Pause

Zoumboulakis Galleries present the group show “Pause” by Kostas Christopoulos, George Gyparakis, Katerina Stefanidaki, Evanthia Tsantila and Zafos Xagoraris.
‘Pause’ is defined as a silent interval. It is a short, brief moment in time which lasts. It is the absolute silence. Pause during a conversation is the moment where nobody speaks but thoughts keep evolving. In a theatrical play case, pause is the moment when actors prepare themselves for the next scene. In a musical symphonic part pause is the essential breath before the next musical expression. The concept of this group show uses the word ‘pause’ as a way to describe an image. It concerns works of art which, within a general state of agitation and a constant succession of events and actions, invite the viewer to take pause for a moment and think, to take a breath within the present time so as to reconsider the past and dream of the future.
‘Pause’ also refers here to a kind of interval in the series of works presented. Works made during the artists’ creative pauses, that are presented for the first time, that were meant to be created now, old works with new notional and expressive significances.
George Gyparakis presents the work “Plant Blindness” in which he rewrites his autobiography relatively to the story of his garden and in particular to the incidents relating to the life of a walnut tree. The concept “Plant Blindness” –term invented by the American botanists Wandersee & Schlusser in 1998 and which determines the incapacity/inability of contemporary man to see or to observe the plants within this environment- originates in the exhibition “Nice” (cur. Yiannis Gregoriades, Yiannis Isidorou, Nikea, 2016). The installation presented at the exhibition “Pause” constitutes a second autonomous version of the same questioning.
Zafos Xagoraris presents a series of drawings on ink in various dimensions. The series of works refers to the description of hypothetic installations in urban environments, whose realization has altered or postponed. The use of the drawing constitutes along with the visits, the possible recordings or assembly of mechanisms, a stage of movements’ sequence targeting to an often unified venture.

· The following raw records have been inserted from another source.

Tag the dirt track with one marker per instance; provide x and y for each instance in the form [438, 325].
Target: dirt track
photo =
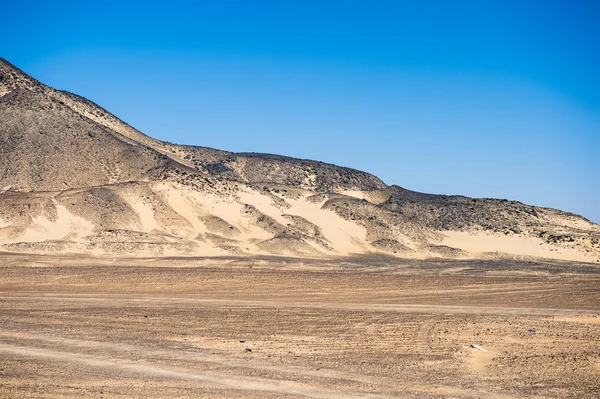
[154, 332]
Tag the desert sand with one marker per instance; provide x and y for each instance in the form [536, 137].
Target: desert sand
[77, 327]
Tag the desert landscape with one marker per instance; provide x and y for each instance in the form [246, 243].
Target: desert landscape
[133, 267]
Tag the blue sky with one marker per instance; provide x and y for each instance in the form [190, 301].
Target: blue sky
[481, 98]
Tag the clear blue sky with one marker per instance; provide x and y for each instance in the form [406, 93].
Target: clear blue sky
[482, 98]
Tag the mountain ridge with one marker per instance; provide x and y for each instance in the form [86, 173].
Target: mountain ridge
[82, 180]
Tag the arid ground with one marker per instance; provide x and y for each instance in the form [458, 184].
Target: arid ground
[270, 328]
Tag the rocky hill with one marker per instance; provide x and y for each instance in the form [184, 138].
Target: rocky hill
[75, 178]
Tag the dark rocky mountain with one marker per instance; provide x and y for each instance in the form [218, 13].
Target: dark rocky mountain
[76, 178]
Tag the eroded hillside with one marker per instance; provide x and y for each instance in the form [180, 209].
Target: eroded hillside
[75, 178]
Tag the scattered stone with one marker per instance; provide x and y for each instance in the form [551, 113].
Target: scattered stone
[478, 347]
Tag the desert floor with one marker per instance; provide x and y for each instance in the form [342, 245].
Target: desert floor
[271, 328]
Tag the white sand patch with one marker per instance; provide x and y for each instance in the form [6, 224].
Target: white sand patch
[514, 245]
[355, 194]
[346, 237]
[67, 226]
[145, 213]
[183, 201]
[264, 204]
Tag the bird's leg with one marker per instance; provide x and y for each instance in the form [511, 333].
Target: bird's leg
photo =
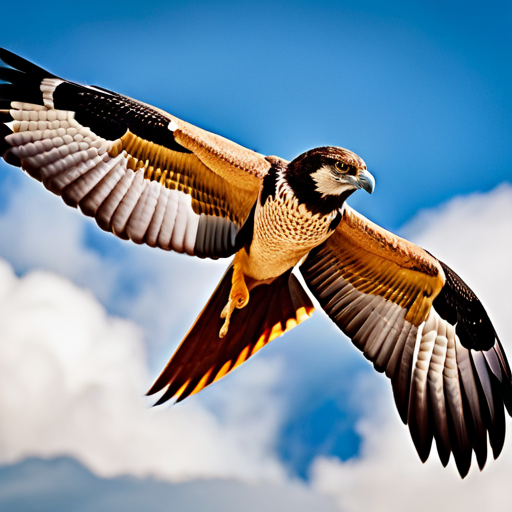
[238, 296]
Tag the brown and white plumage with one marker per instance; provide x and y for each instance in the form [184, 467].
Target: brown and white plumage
[147, 176]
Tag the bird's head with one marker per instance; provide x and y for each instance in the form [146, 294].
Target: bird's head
[323, 178]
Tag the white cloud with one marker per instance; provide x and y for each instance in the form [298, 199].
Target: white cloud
[473, 235]
[71, 379]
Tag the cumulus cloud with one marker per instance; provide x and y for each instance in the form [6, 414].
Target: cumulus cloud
[474, 235]
[71, 379]
[161, 291]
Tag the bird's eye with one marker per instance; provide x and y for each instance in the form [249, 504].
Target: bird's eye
[341, 167]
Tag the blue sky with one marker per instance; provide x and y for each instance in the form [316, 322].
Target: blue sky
[421, 90]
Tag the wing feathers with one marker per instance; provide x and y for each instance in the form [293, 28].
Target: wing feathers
[384, 293]
[99, 150]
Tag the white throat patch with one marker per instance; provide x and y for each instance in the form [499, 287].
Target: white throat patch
[327, 184]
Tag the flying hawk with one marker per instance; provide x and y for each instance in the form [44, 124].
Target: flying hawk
[150, 177]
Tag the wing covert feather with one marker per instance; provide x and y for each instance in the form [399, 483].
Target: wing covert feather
[140, 172]
[418, 322]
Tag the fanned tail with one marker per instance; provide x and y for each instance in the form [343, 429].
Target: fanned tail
[203, 357]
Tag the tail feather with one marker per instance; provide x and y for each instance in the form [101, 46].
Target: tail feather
[203, 357]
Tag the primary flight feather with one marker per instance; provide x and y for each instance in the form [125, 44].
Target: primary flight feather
[150, 177]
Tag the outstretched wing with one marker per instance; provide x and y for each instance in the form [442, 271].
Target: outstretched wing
[140, 172]
[416, 320]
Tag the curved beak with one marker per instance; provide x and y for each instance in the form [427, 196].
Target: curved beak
[366, 181]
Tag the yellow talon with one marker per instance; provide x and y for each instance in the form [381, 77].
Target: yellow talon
[238, 296]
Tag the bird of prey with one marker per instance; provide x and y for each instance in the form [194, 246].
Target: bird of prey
[150, 177]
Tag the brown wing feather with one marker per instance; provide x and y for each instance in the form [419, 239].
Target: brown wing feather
[140, 172]
[415, 319]
[203, 357]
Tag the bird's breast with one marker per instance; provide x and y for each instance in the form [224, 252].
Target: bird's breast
[284, 232]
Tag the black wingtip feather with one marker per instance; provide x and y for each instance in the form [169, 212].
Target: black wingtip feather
[19, 63]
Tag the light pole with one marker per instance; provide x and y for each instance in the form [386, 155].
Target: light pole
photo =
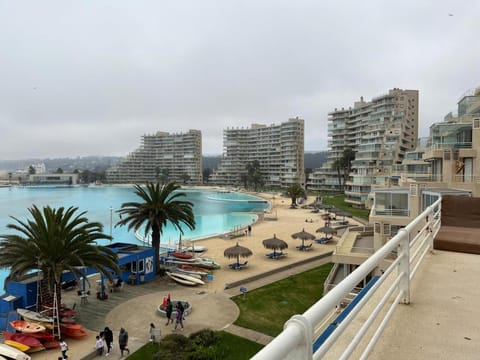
[111, 220]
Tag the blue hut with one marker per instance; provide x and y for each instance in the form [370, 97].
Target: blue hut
[136, 263]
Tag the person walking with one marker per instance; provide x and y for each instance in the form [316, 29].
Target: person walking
[179, 317]
[63, 348]
[108, 337]
[123, 341]
[152, 332]
[168, 311]
[99, 345]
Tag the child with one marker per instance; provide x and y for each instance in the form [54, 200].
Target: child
[99, 345]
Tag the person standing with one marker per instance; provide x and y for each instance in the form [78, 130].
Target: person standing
[152, 332]
[63, 348]
[179, 317]
[123, 341]
[168, 311]
[99, 345]
[108, 336]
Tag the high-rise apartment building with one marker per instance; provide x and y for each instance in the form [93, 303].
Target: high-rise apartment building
[379, 132]
[279, 149]
[162, 157]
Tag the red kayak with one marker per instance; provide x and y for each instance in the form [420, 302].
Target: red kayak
[73, 331]
[22, 339]
[180, 255]
[43, 336]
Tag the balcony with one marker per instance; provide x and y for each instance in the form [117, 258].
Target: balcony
[397, 315]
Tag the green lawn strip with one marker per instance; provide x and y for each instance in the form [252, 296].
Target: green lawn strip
[145, 352]
[266, 309]
[239, 348]
[339, 202]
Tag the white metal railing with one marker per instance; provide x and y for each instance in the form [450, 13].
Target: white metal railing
[411, 243]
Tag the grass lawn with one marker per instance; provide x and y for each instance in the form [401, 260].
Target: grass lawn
[266, 309]
[339, 202]
[237, 347]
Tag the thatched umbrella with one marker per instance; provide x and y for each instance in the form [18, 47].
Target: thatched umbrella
[274, 244]
[237, 251]
[343, 213]
[327, 230]
[303, 235]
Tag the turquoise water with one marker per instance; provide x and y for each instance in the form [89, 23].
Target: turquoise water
[215, 212]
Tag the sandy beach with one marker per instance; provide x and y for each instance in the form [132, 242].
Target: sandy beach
[212, 305]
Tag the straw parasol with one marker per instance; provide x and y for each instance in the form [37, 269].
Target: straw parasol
[303, 235]
[237, 251]
[327, 230]
[275, 243]
[343, 213]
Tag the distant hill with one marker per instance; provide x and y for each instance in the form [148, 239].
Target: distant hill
[313, 160]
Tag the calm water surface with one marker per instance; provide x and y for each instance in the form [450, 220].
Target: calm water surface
[215, 212]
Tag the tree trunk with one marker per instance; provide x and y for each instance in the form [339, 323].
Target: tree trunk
[156, 245]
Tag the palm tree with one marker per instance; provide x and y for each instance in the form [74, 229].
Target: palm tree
[53, 241]
[295, 191]
[160, 205]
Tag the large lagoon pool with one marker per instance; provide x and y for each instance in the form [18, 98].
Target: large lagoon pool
[216, 212]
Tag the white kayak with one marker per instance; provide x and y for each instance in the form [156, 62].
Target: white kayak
[13, 353]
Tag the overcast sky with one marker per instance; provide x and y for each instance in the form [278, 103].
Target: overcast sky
[91, 77]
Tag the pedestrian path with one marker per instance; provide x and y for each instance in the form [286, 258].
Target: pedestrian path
[249, 334]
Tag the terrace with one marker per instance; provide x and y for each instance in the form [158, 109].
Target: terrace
[422, 305]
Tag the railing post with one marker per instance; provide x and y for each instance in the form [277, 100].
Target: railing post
[303, 350]
[404, 265]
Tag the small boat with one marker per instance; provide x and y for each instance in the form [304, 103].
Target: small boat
[51, 344]
[185, 272]
[189, 278]
[27, 340]
[17, 345]
[197, 249]
[26, 326]
[35, 349]
[34, 316]
[181, 255]
[181, 280]
[43, 336]
[73, 330]
[8, 351]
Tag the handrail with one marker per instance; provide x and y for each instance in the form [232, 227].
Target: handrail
[411, 244]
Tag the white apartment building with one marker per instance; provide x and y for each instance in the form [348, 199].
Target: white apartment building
[162, 156]
[380, 132]
[278, 148]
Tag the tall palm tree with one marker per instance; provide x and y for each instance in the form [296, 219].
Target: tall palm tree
[160, 205]
[53, 241]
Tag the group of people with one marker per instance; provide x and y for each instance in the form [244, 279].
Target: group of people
[106, 338]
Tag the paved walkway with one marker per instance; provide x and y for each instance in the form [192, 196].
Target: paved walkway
[135, 307]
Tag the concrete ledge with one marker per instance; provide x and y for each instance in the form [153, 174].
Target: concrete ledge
[90, 356]
[277, 270]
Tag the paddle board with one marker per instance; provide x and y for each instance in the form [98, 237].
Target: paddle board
[181, 280]
[10, 352]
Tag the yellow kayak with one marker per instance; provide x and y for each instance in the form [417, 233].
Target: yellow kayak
[17, 345]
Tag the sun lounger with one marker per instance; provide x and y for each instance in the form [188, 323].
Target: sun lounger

Katerina Stefanidaki presents a new installation of variable dimensions titled “Mine”. It describes an immobilized image of an explosion which dissects the painting surface and seems to move towards the viewer. The absence of sound or movement is replaced by the various images with which he is confronted. The different parts of the work, the floating overlapping of the drawings, without been visually apparent or surrounding the viewers, are all spread in the exhibition space, creating a variable off-frame image, a painting in the air. The work is in progress and is regarded as part of a series of works by Stefanidaki which describe the city and its mutations.
Evanthia Tsantila is showing a series of drawings, entitled “The Room / The Landscape”. Two of these are large-scale drawings and were first shown in 2006 at the “Grand Promenade” International Exhibition, organised by the National Museum of Contemporary Art in Athens. The artist explores mechanisms of memorialisation, mechanisms of production of meaning and the channels along which these travel and are transmitted. The imaginary landscapes she creates result from this probative and exploratory process. Her drawing compositions seek to question and disturb what appears familiar and unambiguous. How do past images appear in the present, what is their hold on us? What is transmitted by these images? Can it be named? How are such images to be taken up into the work of art and what is that is transfigured through them?
Kostas Christopoulos exhibits the painting “Histoire/II s’écrit”, 2007-2017. A work which is painted over an older one (2007) presented at the Action field Kodra at the exhibition “Meatspace” curated by Christopher Marinos. The initial image comes from the cinema newsreel of the Spanish Civil War. “History can be written” is the phrase read by the viewer on the surface of the painting. Which real events are transformed to historical events and which are the procedures that a work uses to pose a question indirectly? How can the interpretation of the past depend on the questions posed by the present and what is the meaning of the past’s recovery for the present? Finally, what is the stakes of this still? A work- reflection on contemporary quests.